Understanding deployment timing helps you plan scaling operations:

**Initial Deployment**
: Creating a new deployment typically takes 3-5 minutes for standard models, or longer for very large models (100+ GB).

**Scaling Up**
: Adding replicas to a running deployment takes 3-5 minutes per new replica.

**Scaling from Zero**
: Resuming a deployment from zero replicas takes 3-5 minutes or longer, as the model must be loaded into GPU memory.

**Scaling Down**
: Reducing replicas is nearly instantaneous, with billing stopping immediately.

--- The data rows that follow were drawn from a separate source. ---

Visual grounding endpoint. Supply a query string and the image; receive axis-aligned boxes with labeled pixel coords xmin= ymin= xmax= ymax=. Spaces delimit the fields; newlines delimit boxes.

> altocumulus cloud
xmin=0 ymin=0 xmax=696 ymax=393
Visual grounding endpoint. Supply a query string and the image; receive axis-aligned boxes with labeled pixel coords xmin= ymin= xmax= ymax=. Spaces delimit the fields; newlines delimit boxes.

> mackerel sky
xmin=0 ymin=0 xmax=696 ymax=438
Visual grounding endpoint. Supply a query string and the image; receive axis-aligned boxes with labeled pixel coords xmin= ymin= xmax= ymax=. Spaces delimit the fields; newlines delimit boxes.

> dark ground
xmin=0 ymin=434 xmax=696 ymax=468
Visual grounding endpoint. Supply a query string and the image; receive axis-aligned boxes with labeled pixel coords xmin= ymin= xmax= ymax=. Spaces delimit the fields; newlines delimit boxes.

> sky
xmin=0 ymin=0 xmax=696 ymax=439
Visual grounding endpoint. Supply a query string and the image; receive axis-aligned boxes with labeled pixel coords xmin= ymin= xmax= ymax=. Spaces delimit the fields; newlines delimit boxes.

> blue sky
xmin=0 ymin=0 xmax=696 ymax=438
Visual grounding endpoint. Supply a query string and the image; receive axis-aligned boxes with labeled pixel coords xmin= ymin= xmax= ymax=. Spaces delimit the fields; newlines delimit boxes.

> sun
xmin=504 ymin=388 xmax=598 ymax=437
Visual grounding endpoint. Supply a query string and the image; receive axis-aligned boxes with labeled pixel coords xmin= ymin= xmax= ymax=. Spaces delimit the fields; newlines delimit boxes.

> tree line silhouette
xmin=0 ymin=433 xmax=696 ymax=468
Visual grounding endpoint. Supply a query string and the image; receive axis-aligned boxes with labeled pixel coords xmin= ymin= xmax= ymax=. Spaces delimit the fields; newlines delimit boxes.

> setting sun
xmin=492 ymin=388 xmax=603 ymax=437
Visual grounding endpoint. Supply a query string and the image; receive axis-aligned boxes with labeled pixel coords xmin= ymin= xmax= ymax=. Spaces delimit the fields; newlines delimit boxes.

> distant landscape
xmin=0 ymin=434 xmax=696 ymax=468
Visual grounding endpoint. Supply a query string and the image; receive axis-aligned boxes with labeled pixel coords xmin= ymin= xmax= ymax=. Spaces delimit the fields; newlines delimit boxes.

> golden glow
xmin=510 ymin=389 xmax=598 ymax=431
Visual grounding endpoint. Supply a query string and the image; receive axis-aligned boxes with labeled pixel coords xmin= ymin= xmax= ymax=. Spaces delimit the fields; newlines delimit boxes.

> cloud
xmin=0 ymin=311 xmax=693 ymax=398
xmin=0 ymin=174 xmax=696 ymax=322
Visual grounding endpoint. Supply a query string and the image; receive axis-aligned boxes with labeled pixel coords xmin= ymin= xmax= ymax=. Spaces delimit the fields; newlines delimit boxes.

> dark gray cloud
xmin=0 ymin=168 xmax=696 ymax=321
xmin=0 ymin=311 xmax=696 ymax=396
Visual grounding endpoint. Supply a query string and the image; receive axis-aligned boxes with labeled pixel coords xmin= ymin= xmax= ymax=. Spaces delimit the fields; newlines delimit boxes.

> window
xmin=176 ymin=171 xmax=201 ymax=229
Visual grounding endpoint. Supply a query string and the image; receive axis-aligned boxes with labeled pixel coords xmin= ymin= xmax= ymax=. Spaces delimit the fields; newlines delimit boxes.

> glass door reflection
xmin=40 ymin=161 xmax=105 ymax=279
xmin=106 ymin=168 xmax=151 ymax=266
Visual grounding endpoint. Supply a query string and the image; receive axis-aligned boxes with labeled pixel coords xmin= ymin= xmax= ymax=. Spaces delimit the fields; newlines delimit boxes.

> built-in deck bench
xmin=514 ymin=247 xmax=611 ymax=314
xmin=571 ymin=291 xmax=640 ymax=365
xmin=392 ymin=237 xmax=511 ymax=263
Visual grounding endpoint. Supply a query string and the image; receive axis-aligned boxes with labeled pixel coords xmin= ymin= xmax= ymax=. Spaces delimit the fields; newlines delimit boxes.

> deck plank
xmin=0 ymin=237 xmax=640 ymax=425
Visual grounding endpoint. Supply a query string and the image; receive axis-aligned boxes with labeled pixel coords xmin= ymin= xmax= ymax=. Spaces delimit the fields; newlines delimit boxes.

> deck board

### Monitoring and Cost Optimization

For monitoring, troubleshooting, and cost strategies, see:
- [Monitor and troubleshoot deployments]({{< ref "/product/concrete-ai/dedicated-inference/how-to/monitor-troubleshoot/" >}})
- [Optimize deployment costs]({{< ref "/product/concrete-ai/dedicated-inference/how-to/optimize-costs/" >}})

### Example Workflow

Here's a typical scaling workflow for a production deployment:

```bash
# 1. Create initial deployment with minimal resources
exo dedicated-inference deployment create my-app \
  --model-name mistralai/Mistral-7B-Instruct-v0.3 \
  --gpu-type gpua5000 \
  --gpu-count 1 \
  --replicas 1 \
  -z at-vie-2

# 2. Monitor and test with low traffic
exo dedicated-inference deployment show my-app -z at-vie-2

# 3. Scale up for production traffic
exo dedicated-inference deployment scale my-app 3 -z at-vie-2

# 4. Scale down during lower traffic periods
exo dedicated-inference deployment scale my-app 1 -z at-vie-2

# 5. Scale to zero during extended downtime (nights, weekends)
exo dedicated-inference deployment scale my-app 0 -z at-vie-2

# 6. Scale back up when needed (URL and API key are preserved)
exo dedicated-inference deployment scale my-app 1 -z at-vie-2
```

### Scaling Limitations

**GPU Count is Immutable**
: The `--gpu-count` parameter cannot be changed after deployment creation. To use a different GPU count, create a new deployment.

**Quota Limits**
: Total GPU usage is subject to your organization's GPU quota. Ensure sufficient quota before scaling up.